9. Hukuk Dairesi 2015/32704 E. , 2019/4905 K.
"İçtihat Metni"
MAHKEMESİ : İŞ MAHKEMESİ
Taraflar arasında görülen dava sonucunda verilen kararın, temyizen incelenmesi davalı vekili tarafından istenilmekle, temyiz taleplerinin süresinde olduğu anlaşıldı. Dava dosyası için Tetkik Hakimi tarafından düzenlenen rapor dinlendikten sonra dosya incelendi, gereği konuşulup düşünüldü:
YARGITAY KARARI
A) Davacı İsteminin Özeti:
Davacı vekili, müvekkilinin 01.04.2005-30.01.2012 tarihleri arasında şoför olarak davalı işverenin ... "ta bulunan ... Camp Amerikan üssünde çalışmaya başladığını, işverenin iş sözleşmesi hükümlerine ve iş, işçi sağlığı ve güvenliğine aykırı bir şekilde çalıştırılması, kamptaki insan onuruna yakışmayacak şekilde kötü çalışma koşulları nedeni ile akciğer kanserine yakalandığını, işyerinde işçilerin barınma koşullarının ve kum yıkama tesisinden çıkan tozların, çölden gelen kum fırtınasına ve kampın yanında bulunan beton santralinden çıkan toz bulutlarına karşı işverenin işçilerin korunmasına yönelik maske dahil hiç bir önlem alınmadığı, işçilerin yatıp kalktıkları yerin askeri üssün çöplüğünün hemen yanına yapılması ve çöp ve bir çok kimyasalların yakılarak imha işlerinin burada gerçekleştirilmesi ve çıkan kimyasal gazların müvekkilinin sağlığının kaybetmesine yol açtığını, yakalandığı hastalığın bu çalışma şartlarından kaynaklandığını ve aynı işyerinde çalışan 3 işçinin daha akciğer kanserine yakalandığı hastalık ve geçirdiği operasyonlar nedeni ile ciddi bir manevi çöküntü yaşadığını bu nedenle manevi tazminat talep ettiğini, davacının davalı işyerinin kampında kaldıklarından uyuma ve yemek, çay dinlenme süreleri dışında devamlı olarak çalıştıklarını günlük 15 saat çalışma sürelerinin olduğunu, Irak"ta cuma günleri hafta tatili olmasına rağmen hafta tatili izni kullandırılmadığı haftanın 7 günü çalıştıklarını milli ve dini bayramlarda da çalıştıklarını, yıllık izinlerinin de kullandırılmadığını, ücretini almadığını iş akdi fesih edilirken bildirim sürelerine uyulmadığını, 1.550,00 USD aylık ücretinin olduğunu bu ücretin 570 USD"nin bankadan geri kalanın elden verildiğini, iş sözleşmesinin davalı tarafından haksız ve hiçbir sebep gösterilmeksizin feshedildiğini iddia ederek, kıdem tazminatı, ihbar tazminatı, fazla çalışma ücreti, yıllık izin alacağı, dini, milli bayram ve genel tatil günleri alacağının davalıdan tahsiline karar verilmesini talep ve dava etmiştir.
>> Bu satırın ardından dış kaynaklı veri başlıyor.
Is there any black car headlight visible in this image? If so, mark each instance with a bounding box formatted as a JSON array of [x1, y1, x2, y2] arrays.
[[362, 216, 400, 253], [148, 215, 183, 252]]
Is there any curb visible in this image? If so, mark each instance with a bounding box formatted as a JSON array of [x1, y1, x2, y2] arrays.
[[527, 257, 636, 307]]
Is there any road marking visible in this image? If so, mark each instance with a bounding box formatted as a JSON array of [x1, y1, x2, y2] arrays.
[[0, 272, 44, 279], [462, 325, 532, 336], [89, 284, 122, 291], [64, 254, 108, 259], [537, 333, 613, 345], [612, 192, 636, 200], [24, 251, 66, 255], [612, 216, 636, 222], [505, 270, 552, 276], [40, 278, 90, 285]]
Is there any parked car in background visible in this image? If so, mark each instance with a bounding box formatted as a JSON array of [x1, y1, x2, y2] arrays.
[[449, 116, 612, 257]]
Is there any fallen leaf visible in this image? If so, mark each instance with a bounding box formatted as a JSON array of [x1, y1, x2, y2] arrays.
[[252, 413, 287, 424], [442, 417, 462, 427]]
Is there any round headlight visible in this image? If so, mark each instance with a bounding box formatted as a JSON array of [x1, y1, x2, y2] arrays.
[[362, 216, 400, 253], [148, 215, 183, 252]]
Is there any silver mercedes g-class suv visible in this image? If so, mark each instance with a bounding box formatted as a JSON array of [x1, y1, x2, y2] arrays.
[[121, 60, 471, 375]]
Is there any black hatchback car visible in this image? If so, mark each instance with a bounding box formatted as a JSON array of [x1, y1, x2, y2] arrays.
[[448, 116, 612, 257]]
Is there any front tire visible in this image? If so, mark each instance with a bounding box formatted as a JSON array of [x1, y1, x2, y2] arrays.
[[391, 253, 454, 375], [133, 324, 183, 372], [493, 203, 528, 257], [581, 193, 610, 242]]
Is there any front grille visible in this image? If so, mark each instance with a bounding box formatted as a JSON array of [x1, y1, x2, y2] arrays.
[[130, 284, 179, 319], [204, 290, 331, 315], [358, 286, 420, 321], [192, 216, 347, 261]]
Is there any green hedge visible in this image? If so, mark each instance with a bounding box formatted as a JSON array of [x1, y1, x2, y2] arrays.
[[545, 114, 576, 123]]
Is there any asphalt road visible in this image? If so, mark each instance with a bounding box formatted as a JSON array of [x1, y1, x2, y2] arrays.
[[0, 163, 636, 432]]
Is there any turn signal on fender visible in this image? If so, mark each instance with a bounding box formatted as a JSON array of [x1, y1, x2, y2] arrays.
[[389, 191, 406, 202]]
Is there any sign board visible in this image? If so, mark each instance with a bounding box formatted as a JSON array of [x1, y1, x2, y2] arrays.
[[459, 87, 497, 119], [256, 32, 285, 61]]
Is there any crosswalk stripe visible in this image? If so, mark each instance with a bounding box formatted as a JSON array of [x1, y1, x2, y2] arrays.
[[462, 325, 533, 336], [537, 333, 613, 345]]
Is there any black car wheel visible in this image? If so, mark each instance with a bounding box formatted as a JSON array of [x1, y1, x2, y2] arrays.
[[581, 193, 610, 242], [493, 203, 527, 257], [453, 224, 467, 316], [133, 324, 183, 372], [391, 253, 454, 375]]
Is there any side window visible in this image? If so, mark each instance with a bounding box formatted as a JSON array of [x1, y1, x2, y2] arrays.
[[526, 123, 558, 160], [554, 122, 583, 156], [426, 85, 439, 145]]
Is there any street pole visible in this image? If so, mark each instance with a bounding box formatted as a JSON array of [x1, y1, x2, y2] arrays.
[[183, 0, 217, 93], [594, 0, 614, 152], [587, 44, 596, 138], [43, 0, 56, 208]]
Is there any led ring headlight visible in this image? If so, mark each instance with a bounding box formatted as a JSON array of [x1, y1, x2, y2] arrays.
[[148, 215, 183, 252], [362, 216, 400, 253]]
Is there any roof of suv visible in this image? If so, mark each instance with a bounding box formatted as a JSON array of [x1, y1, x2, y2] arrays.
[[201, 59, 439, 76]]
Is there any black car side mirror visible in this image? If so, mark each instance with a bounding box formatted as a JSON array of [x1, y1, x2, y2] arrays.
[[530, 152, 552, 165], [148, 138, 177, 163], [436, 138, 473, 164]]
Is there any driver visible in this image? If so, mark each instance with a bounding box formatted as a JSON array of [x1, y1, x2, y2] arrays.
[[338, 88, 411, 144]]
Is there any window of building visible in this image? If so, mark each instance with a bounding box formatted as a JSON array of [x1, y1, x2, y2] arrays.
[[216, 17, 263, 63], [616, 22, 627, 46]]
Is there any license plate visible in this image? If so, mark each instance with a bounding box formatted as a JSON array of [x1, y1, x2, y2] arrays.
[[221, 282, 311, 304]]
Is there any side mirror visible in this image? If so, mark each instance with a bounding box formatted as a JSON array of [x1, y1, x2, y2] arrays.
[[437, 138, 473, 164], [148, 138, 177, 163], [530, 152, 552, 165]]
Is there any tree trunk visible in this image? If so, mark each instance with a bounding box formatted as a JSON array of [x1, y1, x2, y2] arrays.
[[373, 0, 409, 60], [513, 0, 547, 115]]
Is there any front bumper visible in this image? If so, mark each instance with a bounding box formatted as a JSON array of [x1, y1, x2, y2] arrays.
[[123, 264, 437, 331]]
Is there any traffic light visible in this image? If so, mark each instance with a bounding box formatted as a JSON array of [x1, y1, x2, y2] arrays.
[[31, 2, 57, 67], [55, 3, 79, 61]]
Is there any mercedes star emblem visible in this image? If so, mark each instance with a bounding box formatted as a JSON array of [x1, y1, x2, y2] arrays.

B) Davalı Cevabının Özeti:
Davalı vekili, davacının maddi manevi tazminat talebi ile birlikte işçilik alacaklarına ilişkin taleplerin aynı dava içerisinde görülemeyeceğini bu sebeple davanın reddini veya tefrikini davacı alacaklarının zamanaşımına uğradığını, davacının 01.04.2005-09.03.2012 tarihleri arasında çalıştığını, şantiyede işin bitmesi nedeniyle davacının tüm hak ve alacakları ödenerek haklı nedenle iş sözleşmesinin fesih edildiğini, işçinin tüm hak ve alacaklarının ödendiğini bu durumun ibra sözleşmesi ve ödeme makbuzlarından anlaşılacağını, davacı ile İşkur onaylı iş sözleşmesi imzalandığını bu nedenle aylık ücretin 1.550 USD olmadığını, işyerinde işçilere yönelik gerekli iş güvenliği eğitiminin verildiği ve önlemlerinin alındığını davacının bu yöne ilişkin iddialarının doğru olmadığını, müvekkilin 20 yıldan bu yana yüzlerce işçi çalıştırdığını bunlarda bu tarz şikayetlerin ortaya çıkmadığını davacının hastalığı ile işyeri şartları arasında nedensellik bağının kurulması gerektiği, davacının hastalığının işyeri şartlarından kaynaklanmadığı, şoförlük yaptığı için bu tarz bir hastalığa yakalanamayacağını, dosyaya sunulan sağlık raporunun 05.06.2013 tarihi olduğu işten ayrıldıktan 1 yıl sonra davacının hastalandığını, bu hastalığa genetik yatkınlığında sebep olabileceği işyerinde işçi güvenliği için tüm ekipmanların ve aletlerin işçi kullanıma hazır tutulduğu, davacının işyerinde çalıştığı dönemlerde yıllık izinlerini kullandığı, fazla çalışma yapmış ise ücretlerini aldığını, çalıştığı ülke resmi ve dini bayramlarında tatil uygulandığını, hafta tatili imkanı tanındığı, davalı şantiyesinde çalışma 08.00-17.00 arasında haftanın 6 günü yapıldığı cuma günleri hafta tatili izni verildiği, çalışma yapılmadığı zamanlarda şantiye içerisinde yeme içme ve barınma ve her türlü ihtiyaçların işveren tarafından sağlandığını savunarak; davanın reddini talep etmiştir.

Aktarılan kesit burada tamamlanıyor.